(That line is sometimes called "the radius vector").
| Illustrating Kepler's 2nd law:
segments AB and CD take
equal times to cover.
An ellipse is symmetric elongated oval, with two foci symmetrically locates towards the "sharper" ends--one focus contains the Sun, the other is empty. (Draw such an ellipse.)
If we bring the foci closer and closer, the ellipse appears more and more like a circle, and when they overlap, we do have a circle.
[ The Earth's orbit, and most planetary orbits, are very close to circles. If one you were shown the Earth's orbit without the Sun at the focus, you would probably not be able to distinguish it from a circle. With the Sun included, though, you might notice it was slightly off-center.]
The point of Kepler's 2nd law is that, although the orbit is symmetric, the motion is not.
A planet speeds up as it approaches the Sun, gets its greatest velocity when passing closest, then slows down again.
(The star S2 speeds up to 2% of velocity of light when approaching the black hole at the center of our galaxy)
What happen is best understood in terms of energy. As the planet moves away from the Sun (or the satellite from Earth), it loses energy by overcoming the pull of gravity, and it slows down, like a stone thrown upwards. And like the stone, it regains its energy (completely--no air resistance in space) as it comes back.
There is an easy exercise here, which is also in section #12A
Suppose you have a planet whose smallest/greatest distance from the center are
(r1, r2)--they are called perihelion and aphelion [ap-helion]) if the center is the Sun, or (perigee, apogee) if the center is the Earth. (Distances are always measured from the center of the bodies, or from centers of gravity)
Say it is a planet orbiting the Sun. Then
--the velocity V1 at perihelion is the fastest one for the orbit. It is therefore the distance covered in one second at perihelion.
--the velocity V2 at aphelion is the slowest one for the orbit.

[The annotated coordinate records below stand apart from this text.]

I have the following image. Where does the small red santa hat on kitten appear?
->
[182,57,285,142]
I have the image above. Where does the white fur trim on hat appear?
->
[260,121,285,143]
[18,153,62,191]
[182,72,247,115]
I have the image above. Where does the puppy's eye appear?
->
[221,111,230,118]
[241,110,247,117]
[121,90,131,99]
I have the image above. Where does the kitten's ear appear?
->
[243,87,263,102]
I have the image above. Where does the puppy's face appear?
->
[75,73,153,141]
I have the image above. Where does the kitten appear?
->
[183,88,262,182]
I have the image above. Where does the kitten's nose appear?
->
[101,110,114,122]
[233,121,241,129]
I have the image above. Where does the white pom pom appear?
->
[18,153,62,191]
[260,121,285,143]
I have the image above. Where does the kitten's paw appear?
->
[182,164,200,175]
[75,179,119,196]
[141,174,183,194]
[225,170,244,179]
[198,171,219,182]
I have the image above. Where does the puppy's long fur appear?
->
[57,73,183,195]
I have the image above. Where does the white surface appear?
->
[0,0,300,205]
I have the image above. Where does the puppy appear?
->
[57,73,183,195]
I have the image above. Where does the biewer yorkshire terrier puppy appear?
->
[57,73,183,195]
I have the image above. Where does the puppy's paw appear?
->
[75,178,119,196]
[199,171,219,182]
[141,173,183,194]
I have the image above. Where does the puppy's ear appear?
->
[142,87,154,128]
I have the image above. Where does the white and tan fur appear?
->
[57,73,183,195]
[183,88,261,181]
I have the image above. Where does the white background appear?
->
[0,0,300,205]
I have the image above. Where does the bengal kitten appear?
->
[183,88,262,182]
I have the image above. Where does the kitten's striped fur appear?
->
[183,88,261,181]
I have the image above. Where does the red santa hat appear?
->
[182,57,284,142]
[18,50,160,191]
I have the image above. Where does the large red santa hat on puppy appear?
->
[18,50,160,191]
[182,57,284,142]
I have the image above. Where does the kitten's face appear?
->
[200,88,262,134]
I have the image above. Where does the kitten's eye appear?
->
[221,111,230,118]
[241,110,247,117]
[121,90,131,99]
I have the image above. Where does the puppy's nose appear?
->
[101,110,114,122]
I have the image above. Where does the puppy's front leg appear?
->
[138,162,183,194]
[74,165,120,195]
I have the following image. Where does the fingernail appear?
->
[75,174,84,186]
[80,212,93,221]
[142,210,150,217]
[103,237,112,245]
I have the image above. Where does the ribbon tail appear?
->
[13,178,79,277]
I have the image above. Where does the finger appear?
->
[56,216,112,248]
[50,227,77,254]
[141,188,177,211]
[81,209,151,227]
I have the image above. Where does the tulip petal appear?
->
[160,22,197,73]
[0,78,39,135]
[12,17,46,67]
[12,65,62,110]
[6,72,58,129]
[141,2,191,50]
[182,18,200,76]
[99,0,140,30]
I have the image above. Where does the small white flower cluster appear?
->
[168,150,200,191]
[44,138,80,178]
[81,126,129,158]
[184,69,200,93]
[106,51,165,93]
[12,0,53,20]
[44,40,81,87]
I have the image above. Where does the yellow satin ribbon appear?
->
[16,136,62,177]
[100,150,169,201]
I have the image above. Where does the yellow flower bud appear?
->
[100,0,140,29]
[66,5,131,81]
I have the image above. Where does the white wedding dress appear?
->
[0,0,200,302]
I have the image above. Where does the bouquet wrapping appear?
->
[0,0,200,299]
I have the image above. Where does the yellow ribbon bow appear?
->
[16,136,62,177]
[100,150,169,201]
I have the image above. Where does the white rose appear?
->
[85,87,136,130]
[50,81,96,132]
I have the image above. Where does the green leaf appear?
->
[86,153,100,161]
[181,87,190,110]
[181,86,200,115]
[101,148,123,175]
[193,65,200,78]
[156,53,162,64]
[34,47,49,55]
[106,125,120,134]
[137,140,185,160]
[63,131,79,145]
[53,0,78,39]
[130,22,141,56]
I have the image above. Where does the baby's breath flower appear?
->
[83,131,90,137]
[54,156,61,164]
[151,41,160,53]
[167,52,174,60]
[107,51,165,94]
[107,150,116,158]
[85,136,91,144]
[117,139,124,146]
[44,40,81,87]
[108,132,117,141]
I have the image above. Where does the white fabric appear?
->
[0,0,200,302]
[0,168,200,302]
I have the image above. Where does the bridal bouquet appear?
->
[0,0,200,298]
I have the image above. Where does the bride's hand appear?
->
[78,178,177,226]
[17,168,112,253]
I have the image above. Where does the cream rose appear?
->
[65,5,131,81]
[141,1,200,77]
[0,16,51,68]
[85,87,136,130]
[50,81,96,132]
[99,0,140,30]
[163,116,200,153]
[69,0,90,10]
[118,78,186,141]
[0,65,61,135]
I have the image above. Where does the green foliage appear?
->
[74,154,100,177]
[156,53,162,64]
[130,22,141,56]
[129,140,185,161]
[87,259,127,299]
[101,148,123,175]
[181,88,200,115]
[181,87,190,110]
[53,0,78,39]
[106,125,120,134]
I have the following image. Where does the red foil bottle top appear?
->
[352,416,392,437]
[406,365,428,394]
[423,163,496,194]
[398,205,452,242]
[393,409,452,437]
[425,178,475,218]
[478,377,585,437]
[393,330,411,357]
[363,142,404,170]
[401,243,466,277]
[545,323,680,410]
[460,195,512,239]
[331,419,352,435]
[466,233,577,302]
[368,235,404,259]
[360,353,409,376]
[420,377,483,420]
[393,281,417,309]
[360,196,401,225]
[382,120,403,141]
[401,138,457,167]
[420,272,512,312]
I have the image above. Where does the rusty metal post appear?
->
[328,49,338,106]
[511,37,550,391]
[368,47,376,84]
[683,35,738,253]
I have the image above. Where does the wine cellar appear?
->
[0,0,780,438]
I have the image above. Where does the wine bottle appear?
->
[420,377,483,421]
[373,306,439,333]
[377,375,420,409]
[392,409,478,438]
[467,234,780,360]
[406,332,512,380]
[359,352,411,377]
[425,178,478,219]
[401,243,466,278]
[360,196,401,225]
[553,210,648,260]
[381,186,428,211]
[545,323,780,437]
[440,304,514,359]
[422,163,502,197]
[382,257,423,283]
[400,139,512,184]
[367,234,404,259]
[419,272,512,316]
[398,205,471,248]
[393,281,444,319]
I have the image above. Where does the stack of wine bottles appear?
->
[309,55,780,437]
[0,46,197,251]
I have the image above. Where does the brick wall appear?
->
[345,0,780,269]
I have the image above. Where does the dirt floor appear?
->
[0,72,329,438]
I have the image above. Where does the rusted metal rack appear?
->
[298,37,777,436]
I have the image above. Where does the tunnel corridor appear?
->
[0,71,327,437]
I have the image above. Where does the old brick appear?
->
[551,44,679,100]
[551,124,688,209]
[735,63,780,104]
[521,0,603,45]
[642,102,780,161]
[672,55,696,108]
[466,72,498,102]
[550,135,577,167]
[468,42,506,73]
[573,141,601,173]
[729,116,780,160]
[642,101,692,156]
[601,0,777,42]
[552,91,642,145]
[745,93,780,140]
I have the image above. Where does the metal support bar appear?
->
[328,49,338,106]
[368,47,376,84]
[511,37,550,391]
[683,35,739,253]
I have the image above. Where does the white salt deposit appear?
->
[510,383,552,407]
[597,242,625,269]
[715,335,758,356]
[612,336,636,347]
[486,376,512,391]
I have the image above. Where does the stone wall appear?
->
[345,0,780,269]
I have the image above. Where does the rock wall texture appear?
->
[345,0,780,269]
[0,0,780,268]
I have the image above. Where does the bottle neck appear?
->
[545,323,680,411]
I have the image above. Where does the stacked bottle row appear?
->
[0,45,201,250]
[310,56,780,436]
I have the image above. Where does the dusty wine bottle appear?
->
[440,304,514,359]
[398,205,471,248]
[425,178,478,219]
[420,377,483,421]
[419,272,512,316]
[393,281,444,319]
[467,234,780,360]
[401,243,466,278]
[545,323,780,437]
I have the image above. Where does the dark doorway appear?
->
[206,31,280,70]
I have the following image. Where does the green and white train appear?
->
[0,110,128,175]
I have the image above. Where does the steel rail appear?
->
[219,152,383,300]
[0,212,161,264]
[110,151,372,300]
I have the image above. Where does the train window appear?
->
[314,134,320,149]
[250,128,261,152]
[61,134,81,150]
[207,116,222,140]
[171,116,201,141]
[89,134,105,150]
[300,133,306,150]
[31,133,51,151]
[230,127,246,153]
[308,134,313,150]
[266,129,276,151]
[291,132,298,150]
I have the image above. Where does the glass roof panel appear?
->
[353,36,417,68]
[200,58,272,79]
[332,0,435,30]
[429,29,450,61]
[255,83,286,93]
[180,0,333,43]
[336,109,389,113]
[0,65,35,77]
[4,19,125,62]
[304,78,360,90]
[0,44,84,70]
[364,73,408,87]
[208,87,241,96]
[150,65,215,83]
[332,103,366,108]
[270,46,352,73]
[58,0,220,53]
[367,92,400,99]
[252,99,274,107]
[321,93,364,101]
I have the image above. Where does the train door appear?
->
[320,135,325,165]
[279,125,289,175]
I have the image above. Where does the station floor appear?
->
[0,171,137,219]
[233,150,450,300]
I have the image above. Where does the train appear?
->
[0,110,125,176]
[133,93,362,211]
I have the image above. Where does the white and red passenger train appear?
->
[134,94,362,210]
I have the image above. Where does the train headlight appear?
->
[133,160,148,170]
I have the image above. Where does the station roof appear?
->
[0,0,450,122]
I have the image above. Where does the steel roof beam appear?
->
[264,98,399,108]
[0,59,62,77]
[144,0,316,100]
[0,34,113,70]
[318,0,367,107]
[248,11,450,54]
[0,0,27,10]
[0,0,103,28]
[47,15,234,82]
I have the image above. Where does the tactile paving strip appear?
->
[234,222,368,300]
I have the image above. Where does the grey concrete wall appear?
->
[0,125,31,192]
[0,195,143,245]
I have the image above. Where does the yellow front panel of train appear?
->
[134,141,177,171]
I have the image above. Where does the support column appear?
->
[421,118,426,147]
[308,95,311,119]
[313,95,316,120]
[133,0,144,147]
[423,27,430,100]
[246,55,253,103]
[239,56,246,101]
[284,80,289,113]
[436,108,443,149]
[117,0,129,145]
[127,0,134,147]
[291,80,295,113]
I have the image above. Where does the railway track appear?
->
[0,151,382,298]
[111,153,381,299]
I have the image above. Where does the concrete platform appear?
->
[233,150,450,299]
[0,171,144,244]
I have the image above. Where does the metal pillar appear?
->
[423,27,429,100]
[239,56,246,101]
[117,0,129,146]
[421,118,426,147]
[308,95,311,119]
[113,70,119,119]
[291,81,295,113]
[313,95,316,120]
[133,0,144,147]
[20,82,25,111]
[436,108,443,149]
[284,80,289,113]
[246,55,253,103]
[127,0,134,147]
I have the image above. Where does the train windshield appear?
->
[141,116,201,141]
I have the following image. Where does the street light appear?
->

It is therefore the distance covered in one second at aphelion.
The area swept by the "radius vector" r during one second after perihelion is a right-angled triangle of base V1,
so its area is 0.5 r1 V1
The area swept by the "radius vector" r during one second after aphelion is a right-angled triangle of base V2,
so its area is 0.5 r2 V2
By the law of areas, both areas are the same, so
r1 V1 =
Divide both sides by r1V2
If the aphelion r2 is 3 times the distance of perihelion, the velocity V2 there is 3 times slower.
(Note: this ratio only works at these two points of the orbit. At other point the velocity and the radius are not perpendicular.)
When are we closest to the Sun? About January 4th, by about 1.5%, not enough to make the Sun look different.
Here is a quick way to demonstrate this asymmetry (although you may not have time to cover it in class). Draw an ellipse, with the long axis and a line perpendicular to it through the Sun)
It so happens (pure accident) that spring equinox and fall equinox, when day and night are equal, typically March 21, September 22 or 23, fall very close to that perpendicular line.
Look at the schematic view of the Earth's orbit in section #3. The long axis (as defined above) is the line connecting December-June in that drawing, and the perpendicular line is the one connecting March-September.
If the orbit were exactly a circle (in which case what we call "long axis would be completely arbitrary, a diameter no different from any other), then by Kepler's 2nd law, the Earth would move at a constant speed and spend equal times in the summer half and the winter half of the year. Actually, it spends about 2 days fewer in the winter half! (Take a calendar and count days from one equinox to the other). That may mean
- The winter half is shorter, or
- The Earth moves faster in the winter half
Actually, both conditions hold, if Earth is closest to the Sun around January 4. The "half" of the ellipse (determined by the perpendicular line defined above) which is closer to the Sun is smaller (demonstrate with a drawing of an ellipse that is notably oval), and by Kepler's 2nd law, the Earth moves faster when closer to the Sun.
The fact the northern hemisphere is closest to the Sun in mid-winter and most distance in mid-summer, moderates the seasons, making them milder.
In the southern hemisphere, they would be harsher, although the big oceans there moderate this effect.
But the axis of the Earth moves around a cone, in about 26000 years. In 13,000 years we will be closest to the Sun in midsummer, and climate will get harsher. As described in section 7, this may be one effect tied to the origins of ice ages, but we do not have time for details.